The market has almost fully priced in a 25-basis-point rate cut during this week’s meeting. This situation has served as a relative support factor for gold, as a more accommodative monetary policy tends to weaken the dollar, making gold cheaper for holders of other currencies and reducing the comparative cost of acquiring non-yielding safe-haven assets like the yellow metal.
However, the main focus is not solely on the size of the cut but on the updated economic projections that the Fed will release. These projections, which include outlooks on economic growth, inflation, and unemployment, could provide crucial insights into the future path of monetary policy, significantly influencing market sentiment and the price of gold.
The key lies not in the rate cut itself but in the Fed’s outlook for the coming months. If the Fed adopts a more hawkish tone, suggesting a pause in cuts or even the possibility of future hikes, gold could face downward pressure. Conversely, a more “dovish” message, emphasizing the need to maintain accommodative policies, could support the precious metal.
In addition to the Fed decision, this week features a busy economic calendar with important references. The Personal Consumption Expenditures (PCE) index and the consumer sentiment reading will provide valuable insights into the health of the U.S. economy and could create volatility in the markets, including gold.
Several factors continue to support gold prices. Persistent geopolitical tensions maintain a positive environment for safe-haven demand. Additionally, concerns over potential new tariffs from the Trump administration and global trade tensions enhance its appeal as a hedge against economic uncertainty. Added to this is the continued demand for gold by central banks globally, which is expected to remain at elevated levels, acting as a key fundamental support.
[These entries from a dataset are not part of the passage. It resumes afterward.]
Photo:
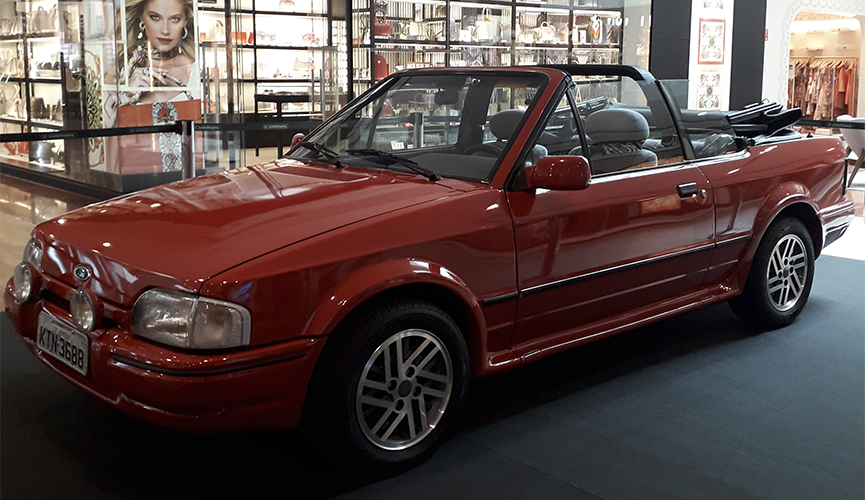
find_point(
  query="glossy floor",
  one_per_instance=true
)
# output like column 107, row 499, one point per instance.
column 24, row 205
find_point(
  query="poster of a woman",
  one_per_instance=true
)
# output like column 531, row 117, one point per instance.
column 159, row 83
column 160, row 36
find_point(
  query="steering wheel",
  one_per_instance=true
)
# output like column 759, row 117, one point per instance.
column 486, row 149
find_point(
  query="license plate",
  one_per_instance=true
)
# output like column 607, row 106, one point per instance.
column 63, row 342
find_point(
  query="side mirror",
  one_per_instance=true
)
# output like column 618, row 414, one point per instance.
column 560, row 173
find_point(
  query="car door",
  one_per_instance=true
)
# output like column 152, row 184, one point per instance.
column 636, row 237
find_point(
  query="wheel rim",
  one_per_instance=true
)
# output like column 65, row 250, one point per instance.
column 404, row 389
column 787, row 272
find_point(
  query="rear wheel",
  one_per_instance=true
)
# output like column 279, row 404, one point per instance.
column 389, row 390
column 781, row 275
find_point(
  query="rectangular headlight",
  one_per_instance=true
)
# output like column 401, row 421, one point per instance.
column 185, row 320
column 33, row 254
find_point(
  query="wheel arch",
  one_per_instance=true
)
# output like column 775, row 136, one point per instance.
column 376, row 285
column 789, row 199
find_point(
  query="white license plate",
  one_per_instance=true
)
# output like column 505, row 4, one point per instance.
column 63, row 342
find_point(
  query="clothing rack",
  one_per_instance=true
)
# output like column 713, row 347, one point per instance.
column 823, row 86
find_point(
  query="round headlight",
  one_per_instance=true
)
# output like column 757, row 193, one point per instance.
column 22, row 282
column 83, row 312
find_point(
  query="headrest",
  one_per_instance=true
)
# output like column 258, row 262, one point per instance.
column 617, row 125
column 504, row 123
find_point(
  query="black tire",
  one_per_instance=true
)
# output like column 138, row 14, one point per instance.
column 379, row 426
column 780, row 278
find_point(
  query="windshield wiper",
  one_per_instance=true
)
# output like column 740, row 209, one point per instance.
column 410, row 164
column 328, row 153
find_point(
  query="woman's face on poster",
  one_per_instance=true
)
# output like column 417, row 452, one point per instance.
column 164, row 21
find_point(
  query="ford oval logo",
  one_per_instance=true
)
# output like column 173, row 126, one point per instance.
column 82, row 273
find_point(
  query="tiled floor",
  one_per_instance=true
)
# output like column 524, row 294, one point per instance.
column 24, row 204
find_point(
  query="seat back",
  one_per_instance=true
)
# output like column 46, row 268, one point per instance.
column 504, row 123
column 617, row 137
column 855, row 138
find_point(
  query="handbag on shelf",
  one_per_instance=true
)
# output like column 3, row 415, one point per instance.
column 304, row 67
column 380, row 68
column 143, row 115
column 217, row 32
column 548, row 32
column 487, row 30
column 41, row 21
column 57, row 112
column 137, row 152
column 382, row 29
column 42, row 152
column 37, row 108
column 381, row 26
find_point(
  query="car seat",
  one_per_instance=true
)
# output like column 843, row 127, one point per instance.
column 502, row 125
column 617, row 137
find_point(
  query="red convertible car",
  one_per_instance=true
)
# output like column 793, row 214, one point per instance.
column 448, row 224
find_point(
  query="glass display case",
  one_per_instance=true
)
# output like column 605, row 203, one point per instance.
column 279, row 52
column 34, row 62
column 391, row 35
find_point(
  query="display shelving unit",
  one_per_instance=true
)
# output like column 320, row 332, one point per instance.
column 31, row 81
column 390, row 35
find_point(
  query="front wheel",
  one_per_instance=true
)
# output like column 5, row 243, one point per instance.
column 390, row 388
column 781, row 276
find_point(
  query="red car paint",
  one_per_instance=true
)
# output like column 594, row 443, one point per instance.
column 301, row 245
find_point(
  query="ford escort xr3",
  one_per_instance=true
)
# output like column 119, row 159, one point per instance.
column 446, row 225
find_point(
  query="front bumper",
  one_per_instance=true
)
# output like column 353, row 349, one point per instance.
column 254, row 388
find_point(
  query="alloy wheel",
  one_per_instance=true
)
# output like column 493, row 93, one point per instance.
column 404, row 389
column 786, row 274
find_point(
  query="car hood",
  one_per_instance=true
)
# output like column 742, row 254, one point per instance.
column 179, row 235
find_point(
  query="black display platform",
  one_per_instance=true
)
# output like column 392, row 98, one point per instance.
column 694, row 407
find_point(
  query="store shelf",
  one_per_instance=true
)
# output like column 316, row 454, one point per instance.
column 12, row 119
column 478, row 34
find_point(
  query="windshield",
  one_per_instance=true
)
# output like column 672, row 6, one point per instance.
column 454, row 125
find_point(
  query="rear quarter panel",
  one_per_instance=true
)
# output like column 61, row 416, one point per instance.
column 751, row 189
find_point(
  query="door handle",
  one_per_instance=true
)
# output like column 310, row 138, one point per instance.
column 688, row 190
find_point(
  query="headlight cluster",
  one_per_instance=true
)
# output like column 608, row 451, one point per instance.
column 186, row 320
column 24, row 280
column 33, row 254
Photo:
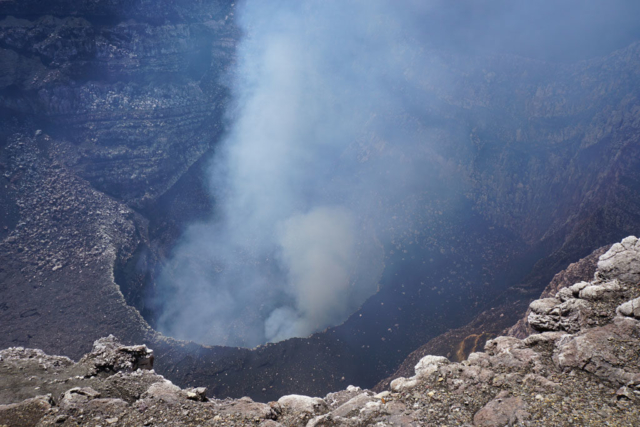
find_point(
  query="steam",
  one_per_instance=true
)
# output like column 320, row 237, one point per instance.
column 326, row 144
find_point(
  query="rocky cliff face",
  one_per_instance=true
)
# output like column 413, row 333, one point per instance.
column 578, row 367
column 108, row 110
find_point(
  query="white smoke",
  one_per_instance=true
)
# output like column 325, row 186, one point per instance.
column 329, row 135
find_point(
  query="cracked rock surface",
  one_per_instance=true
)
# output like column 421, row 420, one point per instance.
column 580, row 367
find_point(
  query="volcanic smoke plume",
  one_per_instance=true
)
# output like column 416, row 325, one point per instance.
column 324, row 135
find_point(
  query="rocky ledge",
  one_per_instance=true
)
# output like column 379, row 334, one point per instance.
column 579, row 367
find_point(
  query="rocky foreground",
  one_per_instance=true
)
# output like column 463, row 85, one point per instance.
column 581, row 367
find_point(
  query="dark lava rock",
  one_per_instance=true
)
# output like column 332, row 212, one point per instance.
column 589, row 377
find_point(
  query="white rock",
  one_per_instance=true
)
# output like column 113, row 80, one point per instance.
column 543, row 305
column 596, row 292
column 403, row 383
column 299, row 403
column 630, row 308
column 622, row 261
column 429, row 364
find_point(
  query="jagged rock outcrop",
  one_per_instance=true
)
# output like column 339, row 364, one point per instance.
column 576, row 370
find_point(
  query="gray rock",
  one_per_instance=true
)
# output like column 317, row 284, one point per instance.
column 306, row 404
column 501, row 412
column 622, row 261
column 630, row 308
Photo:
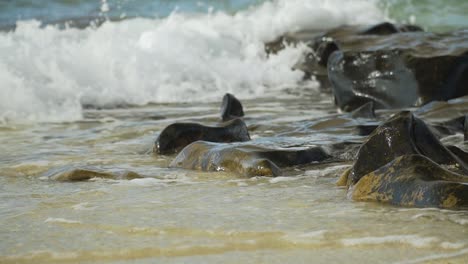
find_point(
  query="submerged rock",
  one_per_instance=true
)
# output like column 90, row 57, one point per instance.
column 365, row 111
column 78, row 174
column 413, row 180
column 403, row 134
column 231, row 108
column 177, row 136
column 245, row 160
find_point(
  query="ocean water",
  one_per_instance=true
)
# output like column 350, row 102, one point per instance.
column 90, row 84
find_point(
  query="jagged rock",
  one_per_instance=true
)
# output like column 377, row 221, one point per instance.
column 245, row 160
column 78, row 174
column 365, row 111
column 323, row 44
column 401, row 73
column 413, row 180
column 177, row 136
column 387, row 28
column 403, row 134
column 450, row 127
column 231, row 108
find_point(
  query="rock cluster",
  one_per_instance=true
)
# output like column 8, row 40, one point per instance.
column 401, row 158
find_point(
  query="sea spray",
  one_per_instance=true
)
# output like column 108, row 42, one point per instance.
column 48, row 73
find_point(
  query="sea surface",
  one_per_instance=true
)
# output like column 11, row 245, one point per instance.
column 90, row 84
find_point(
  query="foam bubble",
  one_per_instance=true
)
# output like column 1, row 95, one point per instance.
column 48, row 74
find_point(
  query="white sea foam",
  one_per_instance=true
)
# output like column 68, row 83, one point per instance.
column 413, row 240
column 47, row 74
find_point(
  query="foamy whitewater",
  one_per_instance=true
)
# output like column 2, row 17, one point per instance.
column 48, row 73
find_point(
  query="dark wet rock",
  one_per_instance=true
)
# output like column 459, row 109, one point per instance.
column 465, row 128
column 177, row 136
column 245, row 160
column 460, row 153
column 231, row 108
column 403, row 75
column 403, row 134
column 81, row 174
column 387, row 28
column 384, row 28
column 413, row 180
column 365, row 111
column 365, row 130
column 323, row 44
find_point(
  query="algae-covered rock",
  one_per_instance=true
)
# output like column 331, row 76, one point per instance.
column 83, row 174
column 412, row 72
column 231, row 108
column 176, row 136
column 403, row 134
column 245, row 160
column 413, row 180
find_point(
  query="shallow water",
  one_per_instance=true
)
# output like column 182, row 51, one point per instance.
column 97, row 98
column 174, row 215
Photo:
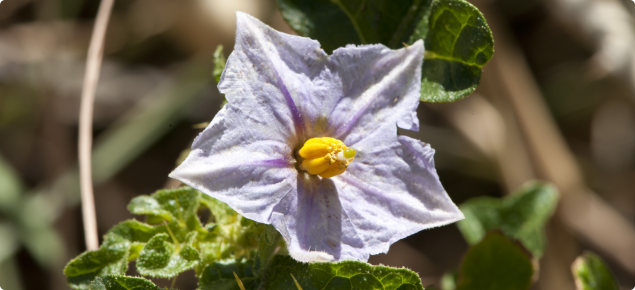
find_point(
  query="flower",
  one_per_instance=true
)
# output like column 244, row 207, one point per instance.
column 285, row 93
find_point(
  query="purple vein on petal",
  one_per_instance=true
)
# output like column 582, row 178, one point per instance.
column 346, row 128
column 295, row 113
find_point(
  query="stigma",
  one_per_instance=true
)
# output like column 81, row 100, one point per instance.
column 326, row 157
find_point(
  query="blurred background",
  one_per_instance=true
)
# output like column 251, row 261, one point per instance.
column 557, row 102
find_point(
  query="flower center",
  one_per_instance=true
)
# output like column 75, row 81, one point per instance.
column 326, row 157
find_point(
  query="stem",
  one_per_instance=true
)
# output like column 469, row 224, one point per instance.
column 91, row 78
column 174, row 281
column 174, row 240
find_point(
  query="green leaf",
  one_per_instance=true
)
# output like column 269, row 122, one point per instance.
column 133, row 231
column 342, row 275
column 219, row 275
column 591, row 273
column 448, row 280
column 116, row 282
column 457, row 38
column 10, row 187
column 269, row 240
column 496, row 263
column 458, row 44
column 169, row 204
column 521, row 215
column 110, row 258
column 160, row 258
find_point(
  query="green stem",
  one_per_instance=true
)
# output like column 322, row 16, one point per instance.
column 351, row 17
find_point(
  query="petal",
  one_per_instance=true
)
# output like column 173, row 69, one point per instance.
column 393, row 192
column 381, row 90
column 313, row 224
column 271, row 74
column 238, row 160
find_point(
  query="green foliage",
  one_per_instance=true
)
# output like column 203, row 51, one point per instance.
column 110, row 258
column 496, row 263
column 342, row 275
column 219, row 275
column 521, row 215
column 116, row 282
column 591, row 273
column 174, row 241
column 219, row 63
column 160, row 258
column 457, row 38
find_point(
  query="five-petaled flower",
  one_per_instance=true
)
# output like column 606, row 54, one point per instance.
column 280, row 151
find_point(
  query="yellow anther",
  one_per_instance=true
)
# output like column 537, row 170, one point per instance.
column 326, row 157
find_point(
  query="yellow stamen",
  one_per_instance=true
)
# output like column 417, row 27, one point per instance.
column 326, row 157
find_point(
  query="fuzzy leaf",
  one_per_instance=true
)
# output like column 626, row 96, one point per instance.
column 267, row 244
column 219, row 63
column 110, row 258
column 456, row 36
column 496, row 263
column 219, row 275
column 591, row 273
column 521, row 215
column 160, row 258
column 116, row 282
column 342, row 275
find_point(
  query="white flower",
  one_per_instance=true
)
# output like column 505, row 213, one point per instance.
column 282, row 91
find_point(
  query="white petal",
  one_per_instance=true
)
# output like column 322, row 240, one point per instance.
column 314, row 225
column 393, row 192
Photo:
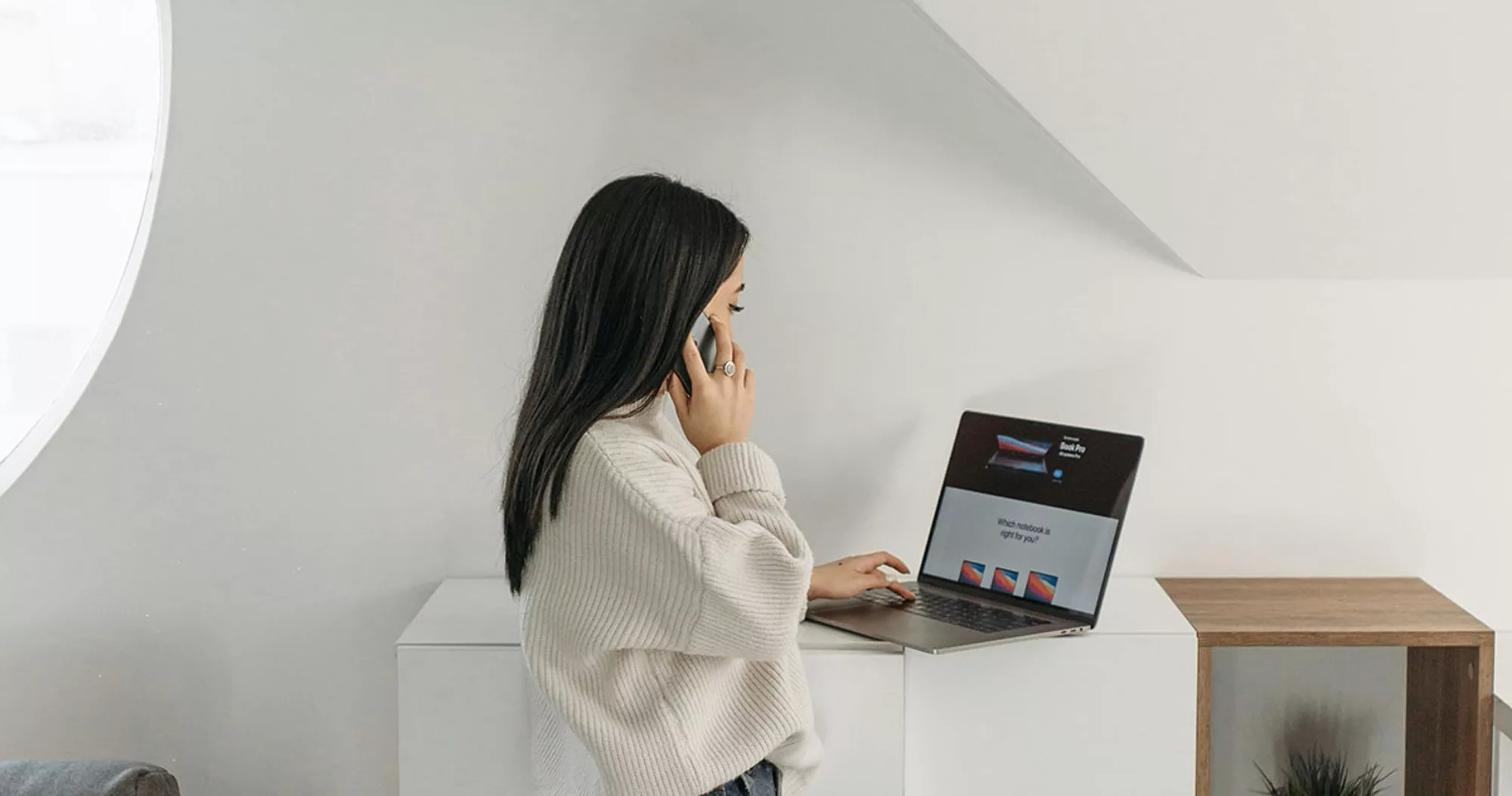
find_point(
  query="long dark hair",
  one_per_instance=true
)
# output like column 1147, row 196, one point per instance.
column 640, row 264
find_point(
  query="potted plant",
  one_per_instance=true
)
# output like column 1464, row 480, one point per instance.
column 1319, row 773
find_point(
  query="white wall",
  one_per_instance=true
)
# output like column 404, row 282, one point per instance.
column 1354, row 138
column 297, row 430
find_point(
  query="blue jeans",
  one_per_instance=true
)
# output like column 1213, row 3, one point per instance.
column 760, row 781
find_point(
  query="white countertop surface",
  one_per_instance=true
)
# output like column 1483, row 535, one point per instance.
column 480, row 612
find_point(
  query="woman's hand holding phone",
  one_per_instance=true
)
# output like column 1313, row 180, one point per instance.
column 722, row 404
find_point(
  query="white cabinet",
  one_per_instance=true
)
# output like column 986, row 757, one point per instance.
column 463, row 722
column 857, row 687
column 1114, row 711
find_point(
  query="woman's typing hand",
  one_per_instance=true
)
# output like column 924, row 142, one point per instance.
column 857, row 574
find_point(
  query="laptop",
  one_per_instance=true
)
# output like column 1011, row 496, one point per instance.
column 1023, row 540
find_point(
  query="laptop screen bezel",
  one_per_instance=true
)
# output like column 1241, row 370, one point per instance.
column 1120, row 512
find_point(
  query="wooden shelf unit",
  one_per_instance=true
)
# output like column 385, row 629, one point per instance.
column 1449, row 660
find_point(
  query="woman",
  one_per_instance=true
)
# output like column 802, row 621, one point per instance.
column 662, row 580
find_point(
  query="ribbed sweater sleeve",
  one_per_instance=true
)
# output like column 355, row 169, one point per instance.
column 755, row 560
column 736, row 565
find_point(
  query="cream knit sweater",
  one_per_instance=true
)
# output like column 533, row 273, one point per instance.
column 662, row 610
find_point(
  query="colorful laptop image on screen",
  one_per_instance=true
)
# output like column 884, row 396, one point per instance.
column 1021, row 454
column 1041, row 587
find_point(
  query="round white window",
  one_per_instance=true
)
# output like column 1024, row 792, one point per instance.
column 81, row 96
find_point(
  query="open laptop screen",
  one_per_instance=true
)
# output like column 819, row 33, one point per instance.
column 1032, row 509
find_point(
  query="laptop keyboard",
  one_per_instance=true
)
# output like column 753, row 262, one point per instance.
column 955, row 610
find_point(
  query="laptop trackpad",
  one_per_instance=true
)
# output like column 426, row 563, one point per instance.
column 894, row 625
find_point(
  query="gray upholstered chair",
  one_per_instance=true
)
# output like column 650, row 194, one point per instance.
column 85, row 778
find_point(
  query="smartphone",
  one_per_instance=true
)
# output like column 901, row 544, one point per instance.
column 702, row 335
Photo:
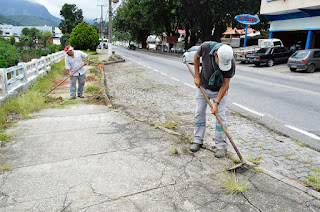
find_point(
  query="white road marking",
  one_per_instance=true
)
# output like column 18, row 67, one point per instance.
column 303, row 132
column 175, row 79
column 245, row 108
column 272, row 84
column 192, row 86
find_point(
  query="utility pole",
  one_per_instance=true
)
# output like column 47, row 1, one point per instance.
column 110, row 30
column 101, row 25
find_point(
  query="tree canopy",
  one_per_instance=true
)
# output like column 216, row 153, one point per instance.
column 84, row 37
column 72, row 17
column 204, row 19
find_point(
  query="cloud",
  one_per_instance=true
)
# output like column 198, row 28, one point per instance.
column 89, row 8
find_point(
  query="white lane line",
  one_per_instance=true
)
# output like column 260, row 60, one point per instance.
column 175, row 79
column 245, row 108
column 272, row 84
column 192, row 86
column 303, row 132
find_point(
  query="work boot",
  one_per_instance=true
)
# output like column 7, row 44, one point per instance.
column 220, row 153
column 195, row 147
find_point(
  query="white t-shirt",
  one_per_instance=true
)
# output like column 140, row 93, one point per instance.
column 76, row 62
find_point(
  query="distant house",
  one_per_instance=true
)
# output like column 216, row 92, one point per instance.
column 16, row 31
column 57, row 34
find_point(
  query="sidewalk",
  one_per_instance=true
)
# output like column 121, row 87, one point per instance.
column 95, row 158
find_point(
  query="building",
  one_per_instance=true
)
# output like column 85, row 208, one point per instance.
column 293, row 21
column 16, row 31
column 233, row 37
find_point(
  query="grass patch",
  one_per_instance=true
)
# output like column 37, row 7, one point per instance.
column 70, row 102
column 307, row 162
column 253, row 160
column 300, row 143
column 6, row 166
column 317, row 169
column 174, row 150
column 94, row 90
column 287, row 156
column 230, row 183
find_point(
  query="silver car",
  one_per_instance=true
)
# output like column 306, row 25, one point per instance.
column 308, row 60
column 188, row 56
In the long term, the outlook for gold remains relatively favorable as global monetary policy continues to be accommodative. However, one factor that could counter this trend is the possibility that policies implemented by the Trump administration generate inflationary pressures. A significant increase in inflation could force the Fed to adopt a less accommodative stance than anticipated, limiting its ability to implement additional rate cuts and negatively impacting gold prices.
In summary, gold prices are at an inflection point, awaiting signals from the Fed. The interplay between monetary policy, economic data, and geopolitical factors will continue to shape its trajectory in the coming months.”